End-to-End Navigation Strategy With Deep Reinforcement Learning for Mobile Robots

Problem Statement

Navigation strategies for mobile robots in a map-less environment.

A motion planning model based on DRL. This end-to-end model transfers directly the inputs of the sensor observations and the relative position of the target to the commands of robot’s movement.

Uses intrinsic curiosity to allow agents to explore the environment more effectively and as an additional reward in an environment where the rewards are sparse.
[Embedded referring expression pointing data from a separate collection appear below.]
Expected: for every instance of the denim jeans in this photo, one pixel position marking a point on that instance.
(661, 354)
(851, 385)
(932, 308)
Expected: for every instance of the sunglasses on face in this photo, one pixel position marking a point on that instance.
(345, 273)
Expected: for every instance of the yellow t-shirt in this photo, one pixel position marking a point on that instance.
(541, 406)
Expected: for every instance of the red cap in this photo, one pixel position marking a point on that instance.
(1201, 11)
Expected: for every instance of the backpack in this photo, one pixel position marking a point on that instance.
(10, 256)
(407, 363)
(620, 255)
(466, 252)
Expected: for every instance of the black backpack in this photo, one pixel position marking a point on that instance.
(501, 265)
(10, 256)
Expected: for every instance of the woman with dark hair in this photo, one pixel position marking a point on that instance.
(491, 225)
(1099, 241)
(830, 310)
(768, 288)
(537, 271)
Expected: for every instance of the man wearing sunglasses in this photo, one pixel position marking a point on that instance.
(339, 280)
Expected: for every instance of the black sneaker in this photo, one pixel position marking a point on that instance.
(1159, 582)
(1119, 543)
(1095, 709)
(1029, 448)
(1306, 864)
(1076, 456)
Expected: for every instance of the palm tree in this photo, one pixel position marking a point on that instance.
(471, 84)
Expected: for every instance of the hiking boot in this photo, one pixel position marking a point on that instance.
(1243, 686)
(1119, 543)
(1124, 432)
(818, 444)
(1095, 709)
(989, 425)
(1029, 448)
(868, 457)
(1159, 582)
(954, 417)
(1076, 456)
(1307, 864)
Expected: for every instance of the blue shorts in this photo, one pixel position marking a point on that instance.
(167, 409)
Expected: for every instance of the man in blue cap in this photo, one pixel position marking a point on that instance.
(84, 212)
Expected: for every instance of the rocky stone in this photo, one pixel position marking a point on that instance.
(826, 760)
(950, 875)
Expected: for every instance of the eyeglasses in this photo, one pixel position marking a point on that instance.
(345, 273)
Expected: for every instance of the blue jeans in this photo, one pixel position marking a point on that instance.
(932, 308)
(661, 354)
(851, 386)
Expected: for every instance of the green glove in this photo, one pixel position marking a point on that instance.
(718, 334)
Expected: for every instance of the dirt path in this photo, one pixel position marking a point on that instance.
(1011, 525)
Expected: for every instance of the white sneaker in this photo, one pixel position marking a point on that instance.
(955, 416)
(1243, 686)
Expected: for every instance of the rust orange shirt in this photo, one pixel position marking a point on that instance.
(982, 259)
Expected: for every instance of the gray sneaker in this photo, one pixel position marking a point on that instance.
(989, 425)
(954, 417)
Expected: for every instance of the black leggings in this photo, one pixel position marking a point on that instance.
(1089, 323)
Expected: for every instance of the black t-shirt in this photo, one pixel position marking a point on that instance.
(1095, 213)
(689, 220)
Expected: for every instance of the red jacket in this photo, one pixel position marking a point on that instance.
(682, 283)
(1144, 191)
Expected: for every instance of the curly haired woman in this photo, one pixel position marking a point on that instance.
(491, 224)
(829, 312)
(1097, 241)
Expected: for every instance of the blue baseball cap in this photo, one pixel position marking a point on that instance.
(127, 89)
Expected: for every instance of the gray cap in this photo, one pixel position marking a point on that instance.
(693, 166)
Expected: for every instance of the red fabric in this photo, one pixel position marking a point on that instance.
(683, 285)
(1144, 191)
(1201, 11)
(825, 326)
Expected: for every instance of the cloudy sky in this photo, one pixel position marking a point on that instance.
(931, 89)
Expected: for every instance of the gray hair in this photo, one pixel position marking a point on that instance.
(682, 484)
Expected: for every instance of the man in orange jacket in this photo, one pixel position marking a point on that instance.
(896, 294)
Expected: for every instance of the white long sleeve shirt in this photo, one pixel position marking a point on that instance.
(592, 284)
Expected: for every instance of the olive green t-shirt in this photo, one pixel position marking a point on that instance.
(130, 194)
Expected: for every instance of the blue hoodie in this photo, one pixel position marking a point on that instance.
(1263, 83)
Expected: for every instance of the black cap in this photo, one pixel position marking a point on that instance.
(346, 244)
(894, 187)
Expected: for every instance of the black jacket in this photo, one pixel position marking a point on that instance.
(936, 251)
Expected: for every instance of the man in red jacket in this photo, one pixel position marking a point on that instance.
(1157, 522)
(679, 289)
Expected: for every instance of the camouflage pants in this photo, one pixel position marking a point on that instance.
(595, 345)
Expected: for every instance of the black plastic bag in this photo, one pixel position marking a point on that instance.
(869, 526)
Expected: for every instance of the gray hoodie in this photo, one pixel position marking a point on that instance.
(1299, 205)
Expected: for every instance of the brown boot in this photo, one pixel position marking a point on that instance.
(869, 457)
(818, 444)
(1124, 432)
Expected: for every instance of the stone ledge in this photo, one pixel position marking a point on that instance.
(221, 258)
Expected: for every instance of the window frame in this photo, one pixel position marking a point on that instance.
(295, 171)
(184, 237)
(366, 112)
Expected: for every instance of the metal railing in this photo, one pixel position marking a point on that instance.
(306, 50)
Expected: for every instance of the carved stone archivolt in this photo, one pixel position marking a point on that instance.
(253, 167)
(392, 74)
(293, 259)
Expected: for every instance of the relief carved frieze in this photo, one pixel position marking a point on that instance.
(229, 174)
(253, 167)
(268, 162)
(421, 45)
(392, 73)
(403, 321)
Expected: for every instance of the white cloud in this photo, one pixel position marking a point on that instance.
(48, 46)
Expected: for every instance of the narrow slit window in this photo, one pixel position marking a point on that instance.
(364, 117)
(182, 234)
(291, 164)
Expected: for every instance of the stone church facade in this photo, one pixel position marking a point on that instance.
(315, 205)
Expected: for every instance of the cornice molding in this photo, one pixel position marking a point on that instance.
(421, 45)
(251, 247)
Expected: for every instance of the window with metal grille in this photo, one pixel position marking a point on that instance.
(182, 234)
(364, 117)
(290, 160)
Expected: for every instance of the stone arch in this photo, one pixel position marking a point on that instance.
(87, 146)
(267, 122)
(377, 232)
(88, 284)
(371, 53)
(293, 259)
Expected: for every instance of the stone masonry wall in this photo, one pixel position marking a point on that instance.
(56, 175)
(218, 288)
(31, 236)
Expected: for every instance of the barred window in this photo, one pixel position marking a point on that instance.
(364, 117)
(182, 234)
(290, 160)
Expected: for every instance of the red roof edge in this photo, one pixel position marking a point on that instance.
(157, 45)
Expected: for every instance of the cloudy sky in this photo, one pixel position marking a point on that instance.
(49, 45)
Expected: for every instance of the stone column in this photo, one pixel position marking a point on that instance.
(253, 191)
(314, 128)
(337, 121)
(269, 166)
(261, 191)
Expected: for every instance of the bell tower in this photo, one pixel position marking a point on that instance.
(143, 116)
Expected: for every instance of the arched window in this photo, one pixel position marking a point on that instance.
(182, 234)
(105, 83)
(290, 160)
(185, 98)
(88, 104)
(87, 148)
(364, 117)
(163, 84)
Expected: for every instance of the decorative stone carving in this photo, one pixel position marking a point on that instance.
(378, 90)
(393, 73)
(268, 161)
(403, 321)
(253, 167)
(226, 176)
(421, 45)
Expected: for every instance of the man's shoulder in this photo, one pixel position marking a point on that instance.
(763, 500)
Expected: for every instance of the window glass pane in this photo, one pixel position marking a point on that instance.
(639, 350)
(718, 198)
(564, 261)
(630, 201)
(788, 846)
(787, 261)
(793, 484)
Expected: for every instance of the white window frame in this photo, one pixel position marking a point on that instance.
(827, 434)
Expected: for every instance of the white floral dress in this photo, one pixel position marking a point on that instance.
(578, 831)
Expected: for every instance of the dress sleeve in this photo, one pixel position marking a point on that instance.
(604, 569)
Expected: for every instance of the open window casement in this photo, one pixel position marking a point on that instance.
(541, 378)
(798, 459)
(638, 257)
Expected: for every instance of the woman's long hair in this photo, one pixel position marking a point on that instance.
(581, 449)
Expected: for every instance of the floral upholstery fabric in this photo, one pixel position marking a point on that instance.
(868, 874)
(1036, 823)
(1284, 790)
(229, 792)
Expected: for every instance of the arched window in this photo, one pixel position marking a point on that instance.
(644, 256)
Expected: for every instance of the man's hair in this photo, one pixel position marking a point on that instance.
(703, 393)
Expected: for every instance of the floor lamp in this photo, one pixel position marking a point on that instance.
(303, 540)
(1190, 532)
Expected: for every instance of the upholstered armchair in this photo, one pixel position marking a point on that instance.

Sparse laser ranging results are also used as the highly abstracted inputs, so agent strategies that are learned by the simulation are effective in the real world.

Curiosity-Driven Exploration

The original states \((s_t,s_{t+1})\) are encoded into the corresponding features \((\phi(s_t), \phi(s_{t+1}))\).

The inverse model is trained to predict at using state features \((\phi(s_t),\phi(s_{t+1}))\).

\(a_t\) and \(\phi(s_t)\) are passed to the forward model, which is used to predict the feature representation \(\phi(s_{t+1})\) for the state \((s_{t+1})\) and compare it with the real feature \((\phi(s_t))\).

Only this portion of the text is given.